I am using rvest
R
package to scrape a PDF file from this webpage but the final link is exposed (as a bitstream url - whatever it is) after I click on the exposed url
by name AC1-96-21-01-2011.pdf
. The final pdf file is tucked in here hidden from access. This blocks all attempts of rvest
function read_html()
as the final pdf file opens only on clicking on the previous link (on href
). Copy pasting the xml node
that is not allowing me to enter into the pdf file.

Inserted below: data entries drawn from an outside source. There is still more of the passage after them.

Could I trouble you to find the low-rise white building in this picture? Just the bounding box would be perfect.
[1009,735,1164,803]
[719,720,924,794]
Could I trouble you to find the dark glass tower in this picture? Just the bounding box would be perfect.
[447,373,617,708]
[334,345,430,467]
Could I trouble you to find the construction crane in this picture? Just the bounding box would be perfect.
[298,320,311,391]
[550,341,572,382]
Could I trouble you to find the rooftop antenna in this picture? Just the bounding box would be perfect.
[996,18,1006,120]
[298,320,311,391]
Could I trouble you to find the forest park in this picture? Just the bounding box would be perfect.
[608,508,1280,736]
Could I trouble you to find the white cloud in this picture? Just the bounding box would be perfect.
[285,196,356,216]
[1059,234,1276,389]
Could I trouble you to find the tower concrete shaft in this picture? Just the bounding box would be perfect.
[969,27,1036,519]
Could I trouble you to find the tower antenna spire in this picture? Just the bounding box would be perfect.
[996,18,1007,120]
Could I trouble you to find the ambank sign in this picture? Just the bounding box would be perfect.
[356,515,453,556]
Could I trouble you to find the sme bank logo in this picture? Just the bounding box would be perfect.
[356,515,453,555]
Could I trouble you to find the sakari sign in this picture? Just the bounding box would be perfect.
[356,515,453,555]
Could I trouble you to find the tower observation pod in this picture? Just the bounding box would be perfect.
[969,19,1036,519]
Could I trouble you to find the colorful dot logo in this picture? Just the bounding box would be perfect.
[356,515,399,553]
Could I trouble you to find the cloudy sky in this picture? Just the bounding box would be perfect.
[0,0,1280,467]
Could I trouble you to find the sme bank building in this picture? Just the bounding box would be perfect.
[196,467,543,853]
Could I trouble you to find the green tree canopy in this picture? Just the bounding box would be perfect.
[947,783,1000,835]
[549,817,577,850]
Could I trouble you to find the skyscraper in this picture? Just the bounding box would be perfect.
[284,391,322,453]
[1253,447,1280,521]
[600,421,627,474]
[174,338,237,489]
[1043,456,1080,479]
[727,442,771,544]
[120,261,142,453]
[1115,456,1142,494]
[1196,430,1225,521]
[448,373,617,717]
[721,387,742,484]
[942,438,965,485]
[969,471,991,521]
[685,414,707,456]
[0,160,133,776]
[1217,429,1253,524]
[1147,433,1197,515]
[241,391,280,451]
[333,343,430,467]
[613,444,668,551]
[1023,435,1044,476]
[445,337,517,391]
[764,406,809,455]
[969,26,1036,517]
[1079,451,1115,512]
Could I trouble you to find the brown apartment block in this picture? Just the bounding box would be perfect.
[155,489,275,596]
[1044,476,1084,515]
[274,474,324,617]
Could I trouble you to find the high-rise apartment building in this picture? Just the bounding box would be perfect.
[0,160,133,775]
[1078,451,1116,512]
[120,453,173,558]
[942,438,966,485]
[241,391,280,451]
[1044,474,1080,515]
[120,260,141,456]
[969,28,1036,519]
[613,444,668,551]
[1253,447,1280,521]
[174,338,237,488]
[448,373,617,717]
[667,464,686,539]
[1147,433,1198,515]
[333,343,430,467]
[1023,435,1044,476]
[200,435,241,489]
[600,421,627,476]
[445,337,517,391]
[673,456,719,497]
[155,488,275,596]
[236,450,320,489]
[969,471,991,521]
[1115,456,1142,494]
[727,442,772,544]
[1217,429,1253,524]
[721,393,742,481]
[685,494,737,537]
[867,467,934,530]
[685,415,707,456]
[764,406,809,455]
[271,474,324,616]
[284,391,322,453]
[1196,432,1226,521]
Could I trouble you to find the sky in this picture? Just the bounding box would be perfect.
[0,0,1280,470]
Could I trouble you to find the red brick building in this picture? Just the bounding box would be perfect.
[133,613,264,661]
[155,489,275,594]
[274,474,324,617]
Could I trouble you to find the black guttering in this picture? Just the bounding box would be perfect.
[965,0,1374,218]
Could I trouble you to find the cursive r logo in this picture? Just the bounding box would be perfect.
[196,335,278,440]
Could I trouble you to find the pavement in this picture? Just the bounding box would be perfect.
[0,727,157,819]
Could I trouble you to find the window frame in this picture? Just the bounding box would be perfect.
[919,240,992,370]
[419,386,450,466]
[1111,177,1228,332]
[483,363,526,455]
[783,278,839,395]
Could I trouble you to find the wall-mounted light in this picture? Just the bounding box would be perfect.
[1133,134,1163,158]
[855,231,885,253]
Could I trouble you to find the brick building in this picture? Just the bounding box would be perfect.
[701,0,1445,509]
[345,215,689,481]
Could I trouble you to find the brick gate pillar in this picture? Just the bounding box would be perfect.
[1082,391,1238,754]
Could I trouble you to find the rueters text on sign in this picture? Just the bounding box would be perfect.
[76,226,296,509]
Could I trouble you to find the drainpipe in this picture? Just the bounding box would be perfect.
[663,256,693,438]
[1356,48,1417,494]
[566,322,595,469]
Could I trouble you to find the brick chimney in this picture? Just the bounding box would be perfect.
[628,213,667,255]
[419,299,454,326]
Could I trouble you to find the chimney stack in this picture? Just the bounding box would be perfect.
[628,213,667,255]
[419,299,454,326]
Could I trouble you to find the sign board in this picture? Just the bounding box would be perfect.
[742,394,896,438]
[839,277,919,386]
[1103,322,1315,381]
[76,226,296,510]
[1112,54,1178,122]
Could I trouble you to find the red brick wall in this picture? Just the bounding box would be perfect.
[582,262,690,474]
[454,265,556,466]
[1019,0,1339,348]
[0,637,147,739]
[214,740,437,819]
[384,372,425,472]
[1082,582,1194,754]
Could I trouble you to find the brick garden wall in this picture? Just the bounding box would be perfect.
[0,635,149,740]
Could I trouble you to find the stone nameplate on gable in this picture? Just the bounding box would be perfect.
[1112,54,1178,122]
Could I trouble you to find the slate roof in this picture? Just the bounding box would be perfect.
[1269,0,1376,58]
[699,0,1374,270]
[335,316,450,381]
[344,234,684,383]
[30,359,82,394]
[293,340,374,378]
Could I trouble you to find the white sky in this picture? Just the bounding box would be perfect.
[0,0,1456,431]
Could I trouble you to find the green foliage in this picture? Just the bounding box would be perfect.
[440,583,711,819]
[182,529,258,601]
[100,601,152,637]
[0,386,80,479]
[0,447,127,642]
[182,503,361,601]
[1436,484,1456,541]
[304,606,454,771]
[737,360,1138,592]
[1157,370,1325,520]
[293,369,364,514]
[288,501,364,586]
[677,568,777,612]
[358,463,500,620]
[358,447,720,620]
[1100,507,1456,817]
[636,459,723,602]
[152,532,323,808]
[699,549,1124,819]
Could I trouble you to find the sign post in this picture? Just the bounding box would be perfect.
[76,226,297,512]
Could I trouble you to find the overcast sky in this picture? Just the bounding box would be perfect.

<a href="/judgments/handle/123456789/701">Arbitration Case - AC</a>
The final file is on this url which is not exposed in the href
node.
http://judgmenthck.kar.nic.in/judgments/bitstream/123456789/563560/2/AC1-96-21-01-2011.pdf
So as a summary how do I access the pdf file link using rvest
that is not found in the href
attribute as explained above.
I tried to search bitstream
but it takes my to something else.
You're looking at the wrong node I think:
library(rvest)
"http://judgmenthck.kar.nic.in/judgments/handle/123456789/563560" %>%
read_html() %>%
html_nodes(xpath = "//td/a[@target='_blank']") %>%
html_attr("href") %>%
unique() %>%
{grep("[.]pdf", ., value = T)} %>%
paste0("http://judgmenthck.kar.nic.in", .) ->
pdf_url
print(pdf_url)
# [1] "http://judgmenthck.kar.nic.in/judgments/bitstream/123456789/563560/2/AC1-96-21-01-2011.pdf"